Sognier, J., concurs. Carley, J., concurs specially.





Concurrence Opinion

Carley, Judge,

concurring specially.

I agree with the judgment affirming appellant’s conviction and I *861concur fully in Division 1 of the majority opinion. I also concur with the conclusion of Division 2 dealing with appellant’s merger argument but I do so for different reasons. Appellant contends that the crime of mutiny merged into the crime of escape. Appellant might have a viable argument if the stick were the only “dangerous weapon” used in connection with the State’s case under OCGA § 16-10-52 (b).

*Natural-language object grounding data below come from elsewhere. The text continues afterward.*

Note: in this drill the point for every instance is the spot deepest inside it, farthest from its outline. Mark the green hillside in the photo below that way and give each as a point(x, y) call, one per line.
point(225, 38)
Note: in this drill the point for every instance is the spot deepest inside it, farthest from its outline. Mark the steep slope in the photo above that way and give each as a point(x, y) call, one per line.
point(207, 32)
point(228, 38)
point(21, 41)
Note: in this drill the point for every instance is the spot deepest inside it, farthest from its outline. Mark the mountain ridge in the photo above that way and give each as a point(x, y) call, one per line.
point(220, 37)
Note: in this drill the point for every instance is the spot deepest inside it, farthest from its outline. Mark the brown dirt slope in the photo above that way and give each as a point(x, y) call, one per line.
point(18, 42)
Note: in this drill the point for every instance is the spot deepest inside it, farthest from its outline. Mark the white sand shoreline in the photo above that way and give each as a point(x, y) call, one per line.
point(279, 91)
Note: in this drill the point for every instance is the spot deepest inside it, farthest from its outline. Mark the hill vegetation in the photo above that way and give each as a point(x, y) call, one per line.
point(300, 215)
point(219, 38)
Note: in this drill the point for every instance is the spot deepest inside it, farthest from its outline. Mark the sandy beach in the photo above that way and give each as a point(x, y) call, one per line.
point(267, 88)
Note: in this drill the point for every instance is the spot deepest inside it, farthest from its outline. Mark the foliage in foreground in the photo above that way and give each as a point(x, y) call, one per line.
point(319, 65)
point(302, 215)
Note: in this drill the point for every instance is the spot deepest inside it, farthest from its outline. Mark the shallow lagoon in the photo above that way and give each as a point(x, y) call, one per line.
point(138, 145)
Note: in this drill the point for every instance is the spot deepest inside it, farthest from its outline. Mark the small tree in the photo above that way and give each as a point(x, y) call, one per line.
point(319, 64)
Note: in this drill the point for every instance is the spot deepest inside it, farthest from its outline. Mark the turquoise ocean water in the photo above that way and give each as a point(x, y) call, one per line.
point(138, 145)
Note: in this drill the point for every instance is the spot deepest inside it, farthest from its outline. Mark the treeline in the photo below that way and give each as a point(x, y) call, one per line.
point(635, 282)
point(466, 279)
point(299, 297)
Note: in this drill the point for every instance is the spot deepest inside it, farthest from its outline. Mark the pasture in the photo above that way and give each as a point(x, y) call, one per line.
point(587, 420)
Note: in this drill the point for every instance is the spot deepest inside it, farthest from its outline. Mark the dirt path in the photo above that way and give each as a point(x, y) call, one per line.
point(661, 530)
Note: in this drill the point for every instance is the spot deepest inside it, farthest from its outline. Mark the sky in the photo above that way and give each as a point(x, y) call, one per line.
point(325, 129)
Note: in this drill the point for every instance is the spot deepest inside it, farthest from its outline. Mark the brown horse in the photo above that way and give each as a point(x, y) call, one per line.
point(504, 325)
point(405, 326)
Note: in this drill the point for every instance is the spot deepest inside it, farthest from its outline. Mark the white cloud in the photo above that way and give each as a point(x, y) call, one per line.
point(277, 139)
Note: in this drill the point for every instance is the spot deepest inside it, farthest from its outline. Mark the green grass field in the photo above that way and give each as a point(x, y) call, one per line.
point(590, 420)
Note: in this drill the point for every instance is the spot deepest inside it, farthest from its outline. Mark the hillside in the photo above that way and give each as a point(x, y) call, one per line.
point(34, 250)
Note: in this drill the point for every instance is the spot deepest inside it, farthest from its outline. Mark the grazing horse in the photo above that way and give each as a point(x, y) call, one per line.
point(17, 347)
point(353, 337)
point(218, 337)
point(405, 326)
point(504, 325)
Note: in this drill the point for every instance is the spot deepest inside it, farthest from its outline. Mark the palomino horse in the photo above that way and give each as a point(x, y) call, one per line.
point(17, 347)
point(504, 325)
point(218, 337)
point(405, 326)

However, as very clearly pointed out in Division 2 of the majority opinion, the escape was accomplished in part by another prisoner using a heavy stool to strike “a guard on the head causing serious injury.” As the majority correctly notes, “Rhine was equally guilty of the use of that weapon [stool], as were all the escapees.” (Majority opinion, p. 860.) Thus, the “aggravating feature of the escape” necessary to impose felony punishment is satisfied by use of the stool. Evidence of appellant’s use of the stick is sufficient to support a finding that he did so “with intent to cause serious bodily injury” against the guard, thus establishing the elements of the separate crime of mutiny. OCGA § 16-10-54. Therefore, there was no merger.

Decided April 22, 1985 Rehearing denied May 24, 1985. Terri S. Patterson, Harry J. Fox, Jr., for appellant. G. Theron Finlayson, District Attorney, for appellee.